By the time he actually had to put his head in the pillory, copies of his poem had circulated around London, and the crowd had turned from blaming Defoe to being on his side. Instead of throwing eggs and rocks at Defoe, which was the usual treatment of criminals in the pillory, they threw flowers and chanted the words to his poem.

After his time in the pillory, Defoe was taken to prison, but Robert Harley, who became the Earl of Oxford, managed to get him out in return for his work as an intelligence agent and a political writer. It wasn't until he was almost 60 that Defoe started writing fiction. In 1719, he published The Life and Strange Adventures of Robinson Crusoe.

It's the birthday of poet and novelist Kim Addonizio, (books by this author) born in Washington, D.C. (1954). Her dad was a sportswriter for The Washington Post, and her mom was the tennis champion Pauline Betz. She's the author of Tell Me (2000) and What Is This Thing Called Love (2004), and her fifth book of poetry, Lucifer at the Starlite, is coming out this fall.

When someone asked her what helps her write, she said: "Clearing the decks, in all ways. Shutting out the world, cleaning the room, not answering the phone. … I load up on the errands and other responsibilities on different days, so I can get up in the morning on a writing day and feel it stretching out ahead of me."

It's the birthday of children's fantasy writer J.K. Rowling, (books by this author) born Joanne Rowling in Yate, England (1965).

Rowling grew up in rural England. She tried writing a couple of novels, but never finished them. One day on a cross-country train trip, the idea of Harry Potter just appeared in her mind. She didn't have a pen to write things down, so she said: "Rather than try to write it, I had to think it. And I think that was a very good thing. I was besieged by a mass of detail, and if it didn't survive that journey, it probably wasn't worth remembering." As soon as she got home, she started writing what she did remember.

But her personal life was falling apart. She said: "A mere seven years after my graduation day, I had failed on an epic scale. An exceptionally short-lived marriage had imploded, and I was jobless, a lone parent, and as poor as it is possible to be in modern Britain, without being homeless. … I was set free, because my greatest fear had been realized, and I was still alive, and I still had a daughter whom I adored, and I had an old typewriter and a big idea.

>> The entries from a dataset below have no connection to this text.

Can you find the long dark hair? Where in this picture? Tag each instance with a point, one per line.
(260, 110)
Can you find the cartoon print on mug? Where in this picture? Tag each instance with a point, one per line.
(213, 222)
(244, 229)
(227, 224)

And so rock bottom became the solid foundation on which I rebuilt my life."

It took J.K. Rowling awhile to find a publisher for her novel, but finally it was published: Harry Potter and the Philosopher's Stone (published in the U.S. as Harry Potter and the Sorcerer's Stone). It started with a print run of 1,000 copies. The last book in the series, Harry Potter and the Deathly Hallows (2007), had a first print run of 12 million copies in the United States, the largest first printing of any book in history. Altogether, the series has sold more than 400 million copies. She said, "I would like to think that readers enjoy my stories because they are simply good stories."